Most languages implement what is known as an Abstract Syntax Tree (or AST). This is a representation of the code of a program in a sort of data structure. Lisp macros expose parts of this AST as data that can be transformed via a macro function. But since lisp programs are themselves data structures, macros tend to be a bit cleaner in lisp programs then they would be in Rust or Scala.

So one could say that macros are simply abstractions of language semantics...but I don't know that I agree with that. One could say that macros are extensions of the lisp compiler, but that's not exactly true either.

As it turns out, macros are quite limited. They can only see a small subsection of the code being compiled. In other words, a macro can't see up the tree, only down.

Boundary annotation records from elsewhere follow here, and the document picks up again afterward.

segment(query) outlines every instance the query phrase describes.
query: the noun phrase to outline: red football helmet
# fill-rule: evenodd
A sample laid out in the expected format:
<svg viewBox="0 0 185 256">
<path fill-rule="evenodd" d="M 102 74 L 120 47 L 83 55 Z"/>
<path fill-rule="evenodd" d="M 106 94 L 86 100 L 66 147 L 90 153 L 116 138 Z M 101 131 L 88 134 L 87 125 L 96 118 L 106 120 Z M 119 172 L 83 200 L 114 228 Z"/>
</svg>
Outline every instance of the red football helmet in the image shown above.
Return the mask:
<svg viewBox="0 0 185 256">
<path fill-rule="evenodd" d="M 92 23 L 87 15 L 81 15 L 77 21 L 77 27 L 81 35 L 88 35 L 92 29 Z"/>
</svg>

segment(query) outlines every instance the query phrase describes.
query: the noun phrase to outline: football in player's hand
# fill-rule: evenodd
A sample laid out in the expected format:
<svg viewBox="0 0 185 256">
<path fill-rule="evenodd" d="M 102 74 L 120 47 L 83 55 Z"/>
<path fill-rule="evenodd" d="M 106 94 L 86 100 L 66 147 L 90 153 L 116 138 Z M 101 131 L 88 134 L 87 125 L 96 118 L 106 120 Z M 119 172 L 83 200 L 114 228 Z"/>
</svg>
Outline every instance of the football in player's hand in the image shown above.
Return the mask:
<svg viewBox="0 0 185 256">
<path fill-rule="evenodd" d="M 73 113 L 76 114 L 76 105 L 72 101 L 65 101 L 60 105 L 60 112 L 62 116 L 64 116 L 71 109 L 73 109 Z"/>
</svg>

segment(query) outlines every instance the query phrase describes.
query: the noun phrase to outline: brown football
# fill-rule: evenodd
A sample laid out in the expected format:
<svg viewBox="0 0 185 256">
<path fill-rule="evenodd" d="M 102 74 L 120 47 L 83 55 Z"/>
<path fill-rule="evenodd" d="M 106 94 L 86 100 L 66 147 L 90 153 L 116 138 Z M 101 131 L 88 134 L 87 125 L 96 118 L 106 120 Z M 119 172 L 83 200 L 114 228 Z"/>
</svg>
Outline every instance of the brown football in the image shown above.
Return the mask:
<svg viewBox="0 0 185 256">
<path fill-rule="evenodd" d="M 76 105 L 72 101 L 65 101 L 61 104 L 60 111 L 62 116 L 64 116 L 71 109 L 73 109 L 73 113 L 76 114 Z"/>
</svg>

In addition while macros that perform deep inspection of children in the AST are possible (known as deep walking macros) these macros tend to be complex and error prone (just look at the guts of core.async's go or the contents of midje to see how complex these can get). So I hesitate to call them abstractions, perhaps they are, perhaps they are just very limited abstractions.

So I see macros as a weird mix between the more powerful Fexprs (http://en.wikipedia.org/wiki/Fexpr) and the more complete compiler code transforms found in projects like LLVM. They provide a very limited controlled way to transform code at compile time, that's about it.

And in the end it all comes down to the lisp mantra that "code is data is code". If your code is data it makes sense to provide ways to transform it at compile time.